Но Чайб отвергает Лускуса из принципа. Не хочет ложиться под первого встречного ради карьеры. К тому же Чайб замечает кое-что неправильное и глубоко заложенное в нашем обществе. Прав он или нет, но для него это важно.
А значит, Чайб может отправиться в Египет. Но что тогда будет со мной?
Не задумывайся обо мне или матери, Чайб. Что бы ни случилось. Не поддавайся Лускусу. Помни предсмертные слова Синглтона, директора Бюро переселения и реабилитации, который застрелился, так и не свыкнувшись с новыми временами.
«Что, если человек обретет весь мир, но лишится собственной задницы?»

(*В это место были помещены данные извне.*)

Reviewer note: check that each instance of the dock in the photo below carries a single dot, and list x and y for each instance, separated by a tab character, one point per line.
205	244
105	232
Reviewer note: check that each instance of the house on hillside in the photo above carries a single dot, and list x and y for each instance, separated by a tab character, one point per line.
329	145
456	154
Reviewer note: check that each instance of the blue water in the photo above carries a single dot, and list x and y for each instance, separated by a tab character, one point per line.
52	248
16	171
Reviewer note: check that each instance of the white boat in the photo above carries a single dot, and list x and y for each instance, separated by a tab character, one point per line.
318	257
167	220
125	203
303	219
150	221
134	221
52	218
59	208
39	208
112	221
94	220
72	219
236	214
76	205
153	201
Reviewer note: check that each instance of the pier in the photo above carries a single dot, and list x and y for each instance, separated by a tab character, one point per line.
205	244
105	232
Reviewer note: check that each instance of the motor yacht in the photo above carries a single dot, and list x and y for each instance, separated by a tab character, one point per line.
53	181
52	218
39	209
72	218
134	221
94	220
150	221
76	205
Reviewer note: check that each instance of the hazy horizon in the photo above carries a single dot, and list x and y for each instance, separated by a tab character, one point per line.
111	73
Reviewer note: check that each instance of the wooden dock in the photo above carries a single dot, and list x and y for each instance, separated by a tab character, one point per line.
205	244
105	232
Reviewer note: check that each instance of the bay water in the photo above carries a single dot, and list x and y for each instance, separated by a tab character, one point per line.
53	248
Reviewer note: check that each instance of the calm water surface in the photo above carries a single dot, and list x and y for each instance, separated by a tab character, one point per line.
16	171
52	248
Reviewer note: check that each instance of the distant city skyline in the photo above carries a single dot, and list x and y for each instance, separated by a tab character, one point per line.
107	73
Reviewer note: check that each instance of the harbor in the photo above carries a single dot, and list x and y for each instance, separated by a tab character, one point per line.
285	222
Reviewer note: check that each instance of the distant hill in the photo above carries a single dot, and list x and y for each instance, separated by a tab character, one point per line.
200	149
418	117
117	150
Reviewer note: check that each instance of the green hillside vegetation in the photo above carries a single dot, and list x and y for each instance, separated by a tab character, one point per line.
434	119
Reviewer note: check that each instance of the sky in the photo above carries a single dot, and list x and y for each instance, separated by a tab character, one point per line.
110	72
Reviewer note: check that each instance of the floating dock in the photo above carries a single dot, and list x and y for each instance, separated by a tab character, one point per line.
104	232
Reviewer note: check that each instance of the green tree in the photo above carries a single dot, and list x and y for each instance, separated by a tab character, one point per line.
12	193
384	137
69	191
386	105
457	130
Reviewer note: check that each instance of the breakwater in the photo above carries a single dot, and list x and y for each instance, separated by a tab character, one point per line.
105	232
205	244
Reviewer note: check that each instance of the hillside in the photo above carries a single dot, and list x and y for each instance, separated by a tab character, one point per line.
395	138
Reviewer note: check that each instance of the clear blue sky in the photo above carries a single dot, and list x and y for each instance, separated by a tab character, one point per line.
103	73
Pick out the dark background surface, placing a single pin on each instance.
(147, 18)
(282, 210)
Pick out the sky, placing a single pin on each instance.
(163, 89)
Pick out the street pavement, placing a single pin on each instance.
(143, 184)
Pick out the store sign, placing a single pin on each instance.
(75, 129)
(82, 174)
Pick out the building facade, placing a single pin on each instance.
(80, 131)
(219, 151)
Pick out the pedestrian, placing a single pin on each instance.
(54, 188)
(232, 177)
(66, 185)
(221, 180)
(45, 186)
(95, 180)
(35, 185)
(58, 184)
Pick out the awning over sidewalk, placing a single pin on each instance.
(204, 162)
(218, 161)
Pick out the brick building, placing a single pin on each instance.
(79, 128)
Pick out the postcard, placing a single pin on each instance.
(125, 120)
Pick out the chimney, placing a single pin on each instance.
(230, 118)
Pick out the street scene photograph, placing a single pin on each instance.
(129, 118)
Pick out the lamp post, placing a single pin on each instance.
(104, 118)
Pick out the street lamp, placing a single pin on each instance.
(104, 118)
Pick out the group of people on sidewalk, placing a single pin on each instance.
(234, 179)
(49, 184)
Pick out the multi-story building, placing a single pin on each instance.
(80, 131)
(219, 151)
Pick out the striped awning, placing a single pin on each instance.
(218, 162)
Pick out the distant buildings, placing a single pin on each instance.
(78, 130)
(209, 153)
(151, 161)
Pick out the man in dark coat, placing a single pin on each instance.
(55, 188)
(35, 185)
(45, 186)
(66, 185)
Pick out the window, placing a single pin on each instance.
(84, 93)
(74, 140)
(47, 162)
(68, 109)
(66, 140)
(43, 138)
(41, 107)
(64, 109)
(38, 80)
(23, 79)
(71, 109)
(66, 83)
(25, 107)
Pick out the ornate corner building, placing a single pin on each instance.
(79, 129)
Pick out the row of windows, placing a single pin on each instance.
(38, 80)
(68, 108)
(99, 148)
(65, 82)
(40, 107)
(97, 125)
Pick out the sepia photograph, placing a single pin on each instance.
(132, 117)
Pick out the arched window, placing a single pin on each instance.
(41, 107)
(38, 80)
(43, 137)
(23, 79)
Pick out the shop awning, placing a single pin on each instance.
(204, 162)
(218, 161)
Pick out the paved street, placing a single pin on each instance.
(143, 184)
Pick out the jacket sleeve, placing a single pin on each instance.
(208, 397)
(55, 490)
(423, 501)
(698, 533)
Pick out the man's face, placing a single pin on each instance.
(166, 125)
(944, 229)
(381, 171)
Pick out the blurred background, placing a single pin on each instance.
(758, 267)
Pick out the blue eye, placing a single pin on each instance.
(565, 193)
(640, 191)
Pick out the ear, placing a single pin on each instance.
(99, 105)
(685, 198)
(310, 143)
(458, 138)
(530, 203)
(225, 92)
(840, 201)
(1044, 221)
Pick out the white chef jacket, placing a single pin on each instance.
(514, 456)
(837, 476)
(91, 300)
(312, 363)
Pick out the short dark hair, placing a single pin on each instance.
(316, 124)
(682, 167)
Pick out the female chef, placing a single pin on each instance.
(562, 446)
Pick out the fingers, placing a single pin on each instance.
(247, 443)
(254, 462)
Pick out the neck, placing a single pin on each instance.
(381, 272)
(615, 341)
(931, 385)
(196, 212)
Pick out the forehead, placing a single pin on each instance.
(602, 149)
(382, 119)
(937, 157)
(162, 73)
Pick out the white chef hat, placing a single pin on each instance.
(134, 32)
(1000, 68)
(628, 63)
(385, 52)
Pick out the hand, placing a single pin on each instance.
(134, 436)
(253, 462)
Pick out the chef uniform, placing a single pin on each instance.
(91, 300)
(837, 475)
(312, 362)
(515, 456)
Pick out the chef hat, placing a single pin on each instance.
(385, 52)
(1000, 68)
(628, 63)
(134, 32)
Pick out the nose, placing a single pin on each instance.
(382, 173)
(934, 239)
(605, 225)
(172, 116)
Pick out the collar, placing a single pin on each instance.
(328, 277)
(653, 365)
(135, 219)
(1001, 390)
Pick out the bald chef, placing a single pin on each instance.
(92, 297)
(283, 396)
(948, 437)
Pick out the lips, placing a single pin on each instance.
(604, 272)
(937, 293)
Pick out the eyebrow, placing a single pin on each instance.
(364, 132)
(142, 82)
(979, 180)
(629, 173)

И тут Дедуля видит, как его сын, шагавший понурив голову, вдруг распрямился. И видит, как Чайб пускается в пляс – короткий импровизированный шафл и затем несколько оборотов. Очевидно, что Чайб радостно вопит. Прохожие довольно улыбаются.
Дедуля стонет, а потом смеется:
– О боже, задорная сила молодости, непредсказуемые перепады от черной тоски к ярко-рыжей радости! Пляши, Чайб, пляши до упаду! Будь безумно счастлив – хоть на миг! Ты еще молод, еще клокочет в тебе необоримая надежда! Так пляши, Чайб, пляши!
Он смеется и утирает слезу.
«Сексуальное толкование атаки легкой бригады»[55]– такая увлекательная книга, что доктор Йесперсен Джойс Бафименс, психолингвист Бюро групповой реконфигурации и интеркоммуникабельности, никак не может оторваться. Но долг зовет.
– Редис необязательно «красный», – наговаривает он в диктофон. – Юные Редисы назвались так потому, что редис – это радикула, а значит, радикален. Есть тут отсылки и к корням, и к тому, что хрен редьки не слаще. И несомненно, «бредис» – диалектизм Беверли-Хиллз для отвратительного, мятежного и социально невоспитанного человека.
И все же я бы не назвал Юных Редисов левыми: они олицетворяют нынешнее неприятие текущей Жизни в Целом и при этом не предлагают свою радикальную политику реконструкции. Они орут на то, Как Все Устроено, будто обезьяны на деревьях, но от них не дождешься конструктивной критики. Они хотят разрушать, не задумываясь о том, что делать после разрушений.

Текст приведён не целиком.